Belkin’s had plenty of products under its WeMo banner previously, including many I’ve previously tested covering everything from power provision to lighting. Its previous lighting products focused on switches that require electrician-level skill and certification to install in Australia, but the LED Lighting Starter Set is a little different. Like the switches, it’s about automating lighting in your home or business, but the focus is a little different, as is the installation method.
Rather than act as switches that control ordinary light bulbs, the LED Lighting Starter set is comprised of three simple items. There’s two LED light bulbs and a small WeMo Link plug that plugs in just about anywhere in your house, although preferably in a central location in order to maximise reception. That’s because while the switches connect up to your home Wi-Fi connection, the Link does that and communicates with the bulbs via the ZigBee standard instead, and as such placing the Link plug out of the way would defeat the purpose of the whole LED Starter Set.
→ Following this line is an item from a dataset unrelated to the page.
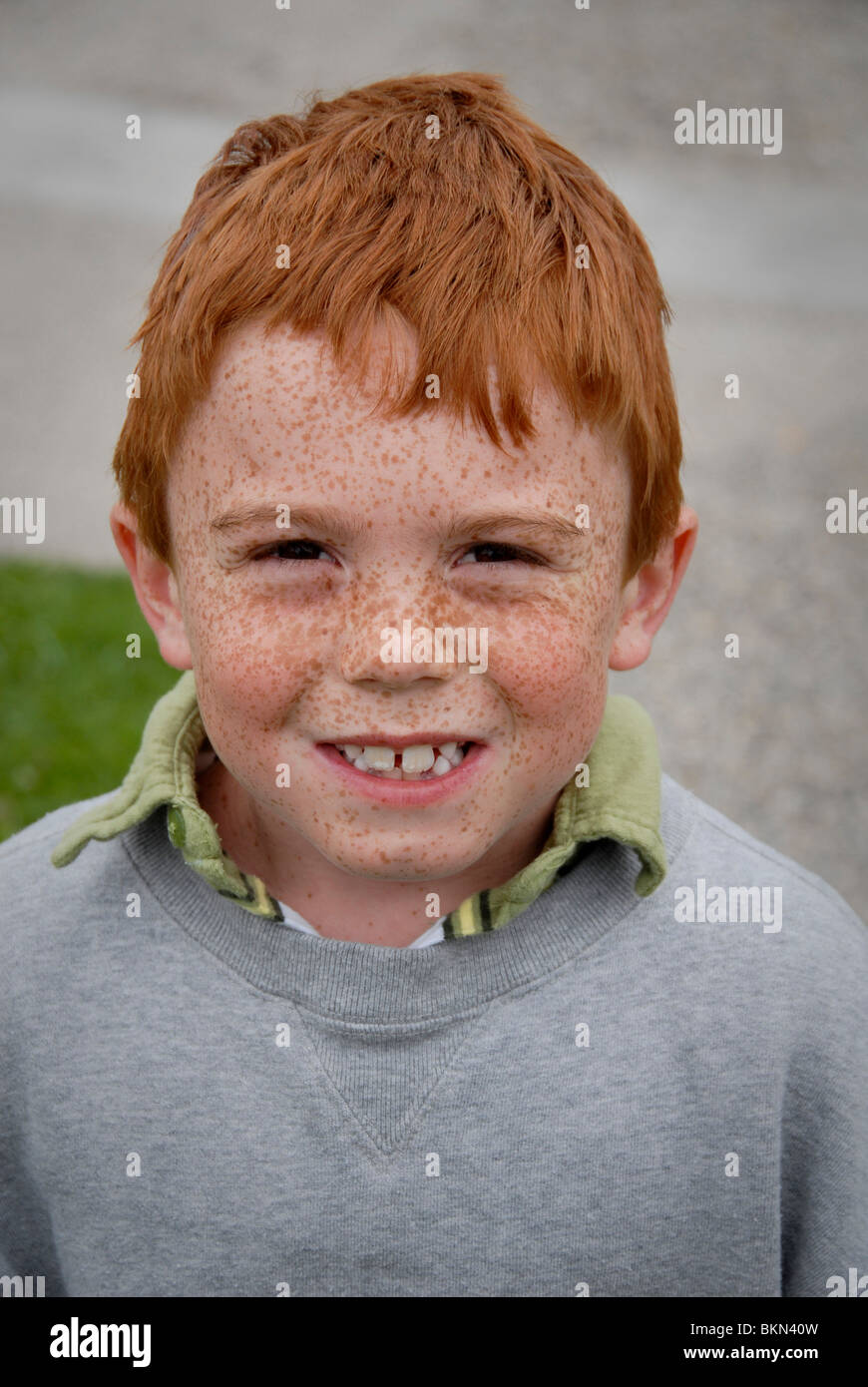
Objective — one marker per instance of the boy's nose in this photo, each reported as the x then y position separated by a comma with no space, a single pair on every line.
394,650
What the WeMo LED Lighting Starter Set does have going for it is simplicity. All you essentially need to do is plug in the Link into any available power point, plug the LED light bulbs in anywhere you’d want to use them, power them up and then detect them with the same WeMo app, available for iOS or Android, that’s used for detecting the existing range of WeMo devices. From there you can name each bulb, use a slider to change its dimming properties and set a timer for gradual powering down over time if you’re putting them in a bedroom where you’re going to fall asleep anyway.
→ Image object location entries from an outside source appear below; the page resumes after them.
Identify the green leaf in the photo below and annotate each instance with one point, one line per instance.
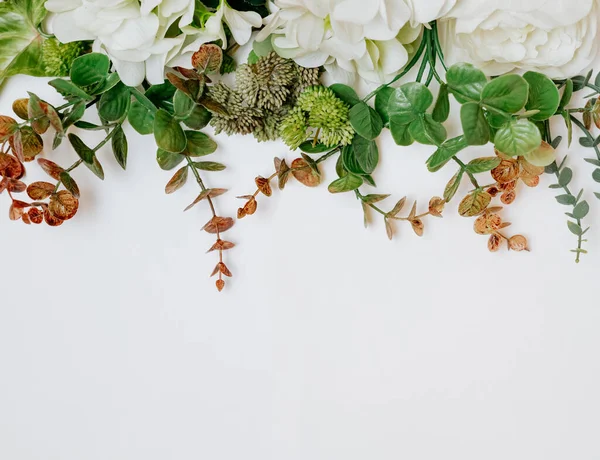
(574, 228)
(84, 152)
(445, 153)
(199, 144)
(382, 101)
(567, 200)
(114, 103)
(565, 177)
(519, 137)
(474, 124)
(198, 119)
(307, 147)
(400, 131)
(168, 133)
(20, 41)
(366, 153)
(120, 147)
(581, 210)
(68, 89)
(507, 93)
(365, 121)
(466, 82)
(345, 93)
(479, 165)
(409, 101)
(347, 183)
(90, 70)
(543, 96)
(209, 166)
(182, 104)
(425, 130)
(141, 117)
(167, 160)
(567, 95)
(441, 109)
I’ve made this comment with regards to WeMo previously, but the use of an app for control is both a blessing and a curse. Belkin’s WeMo app is nicely laid out compared to the slightly dodgy apps used for some other home automation applications, but it’s not without its quirks, chief amongst them sometimes completely losing switches or in this case bulbs. In my own testing across both iOS and Android I never quite reached an absolutely comfortable level of absolute control or lack thereof, but I’ve also been testing WeMo gear for long enough to know that things can change between updates of the app. Given the app does hook into your home Wi-Fi anyway, it would be nice if Belkin developed a genuine web interface to allow those controlling their bulbs another access method for when the app is being temperamental.
The bulbs themselves are bright white LEDs with a colour temperature of 3000K and an output brightness of 800 lumens. Like many LED bulbs there’s a very short warmup time when you first switch them on. The app slider for dimming works reasonably well, although in keeping with it slightly temperamental nature, I noticed it sometimes smoothly flowed luminance down as I adjusted the slider, while at other times it would jump around in a more staccato fashion between brightness levels. Unlike some competing smart lightbulbs, there’s no inbuilt facility to adjust to other colours than bright white.
There are some limitations to the Belkin WeMo LED Lighting Starter Set compared to other bulbs and even to Belkin’s own WeMo switches. They should work with IFTTT, but don’t just yet. Unlike the switches, there’s no wiring smarts, which means that while you can adjust them from any Internet connection, that won’t work if you’ve actually switched the bulb off at the wall, and there’s no error message to let you know this is the case. That’s a concern if you’ve set rules to create timed patterns for security reasons while you’re away, because the WeMo app will continue on as though nothing has happened at all.
Belkin rates the LED light bulbs with a 23 year life expectancy, which somewhat mitigates the asking price. In Australia, a Belkin WeMo LED Lighting Starter Set will set you back $169.95, while additional bulbs run to $49.95 each. That’s pretty pricey compared to a standard LED bulb, but these can do a bit more, and you only need one Link device to run up to 50 bulbs. If you’re keen on home automation but don’t want to take the leap into wiring devices they’re a very simple way to add some smarts to your home illumination, albeit at a price.